That was a little too ominous so I changed it to POWBMPS (ME).

Now I don't have either, just my boring LLC name.


----------



## Mikey1 (Apr 14, 2008)

Yesterday on I-91 South in Mass., I saw a New York plate on a fully loaded Suburban with the plate SKI TRUK. It was literally full of ski equipment with full ski racks on top.

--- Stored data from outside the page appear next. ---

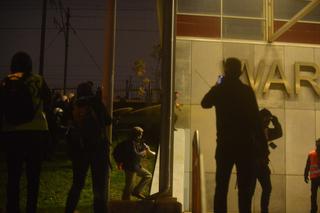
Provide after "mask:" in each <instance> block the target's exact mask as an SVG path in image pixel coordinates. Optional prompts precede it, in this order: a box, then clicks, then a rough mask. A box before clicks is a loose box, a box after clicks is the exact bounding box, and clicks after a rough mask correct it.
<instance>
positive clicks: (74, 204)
mask: <svg viewBox="0 0 320 213" xmlns="http://www.w3.org/2000/svg"><path fill="white" fill-rule="evenodd" d="M89 167H90V168H91V175H92V191H93V209H94V212H95V213H107V212H108V210H107V188H108V185H107V184H108V181H107V180H108V178H109V177H108V176H109V164H108V154H107V152H106V149H97V150H96V151H92V152H85V151H82V152H77V153H73V156H72V171H73V182H72V186H71V189H70V191H69V194H68V198H67V202H66V209H65V212H66V213H73V211H74V210H75V209H76V207H77V204H78V202H79V199H80V194H81V191H82V189H83V187H84V184H85V179H86V176H87V173H88V170H89Z"/></svg>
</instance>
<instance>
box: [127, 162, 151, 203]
mask: <svg viewBox="0 0 320 213" xmlns="http://www.w3.org/2000/svg"><path fill="white" fill-rule="evenodd" d="M136 175H137V176H139V177H140V178H141V180H140V181H139V183H138V184H137V185H136V186H135V187H134V186H133V181H134V179H135V176H136ZM151 178H152V174H151V173H150V172H149V171H148V170H146V169H144V168H143V167H140V166H139V167H137V168H136V169H135V171H129V170H125V186H124V189H123V193H122V200H130V195H131V194H132V193H134V194H140V193H141V192H142V190H143V189H144V187H145V186H146V185H147V184H148V183H150V181H151Z"/></svg>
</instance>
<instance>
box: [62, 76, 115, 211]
mask: <svg viewBox="0 0 320 213" xmlns="http://www.w3.org/2000/svg"><path fill="white" fill-rule="evenodd" d="M68 111H69V119H68V120H69V121H68V126H69V128H68V131H67V143H68V153H69V156H70V159H71V161H72V171H73V182H72V186H71V189H70V191H69V193H68V197H67V201H66V208H65V212H66V213H73V212H74V210H75V209H76V207H77V204H78V202H79V198H80V193H81V191H82V189H83V187H84V184H85V179H86V176H87V173H88V170H89V168H90V169H91V174H92V188H93V208H94V212H95V213H101V212H108V208H107V188H108V181H107V180H108V177H109V165H110V160H109V142H108V139H107V135H106V129H105V127H106V126H108V125H110V124H111V122H112V119H111V116H109V115H108V114H107V110H106V108H105V106H104V104H103V103H102V101H101V97H99V96H97V95H96V94H95V93H94V92H93V85H92V82H84V83H80V84H79V85H78V87H77V96H76V98H75V100H74V102H73V103H72V104H71V106H70V109H69V110H68Z"/></svg>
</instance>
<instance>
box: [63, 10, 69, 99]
mask: <svg viewBox="0 0 320 213" xmlns="http://www.w3.org/2000/svg"><path fill="white" fill-rule="evenodd" d="M66 18H67V20H66V25H65V31H64V38H65V52H64V73H63V94H66V89H67V69H68V51H69V28H70V8H69V7H68V8H67V14H66Z"/></svg>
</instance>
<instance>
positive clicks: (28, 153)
mask: <svg viewBox="0 0 320 213" xmlns="http://www.w3.org/2000/svg"><path fill="white" fill-rule="evenodd" d="M4 140H5V141H6V145H5V146H6V147H5V148H6V154H7V168H8V182H7V212H8V213H19V212H20V207H19V206H20V204H19V199H20V179H21V176H22V171H23V164H25V165H26V167H25V168H26V177H27V204H26V212H27V213H35V212H36V211H37V203H38V194H39V183H40V172H41V165H42V161H43V159H44V157H45V154H46V151H47V145H48V132H46V131H21V132H18V131H17V132H12V133H6V135H5V139H4Z"/></svg>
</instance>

Appropriately named.


----------



## powbmps (Apr 14, 2008)

I saw WXTHTAZ in Portland, ME.  

Wax that AlpineZone? ;-)


----------



## ERJ-145CA (Nov 9, 2008)

ERJ-145CA said:


> On my way to work yesterday a car passed me, on 287 S in Jersey with Vermont plates GO2SKI.



I saw the above Vermont plates a while ago and just yesterday I saw the exact same plate except it was a NJ plate that said GO2SKI.


----------



## Philpug (Nov 9, 2008)

Ski Diva said:


> Now that I live in Vermont, my license plate is -- surprise, surprise -- SKIDIVA.
> !



Lola has it in PA.. SKI DIVA

I have SKIBARU

thought about plates such as

OFF2SKI
BAMF (BE A MOGUL FREAK or BUMPS ARE MORE FUN)
GR8SKI-R
SKI BUM


----------



## ERJ-145CA (Dec 11, 2008)

I saw NY plates SKIBIZ today in Hamburg, NJ (near Vernon).


----------



## Johnskiismore (Dec 13, 2008)

I've seen: WESKI2


----------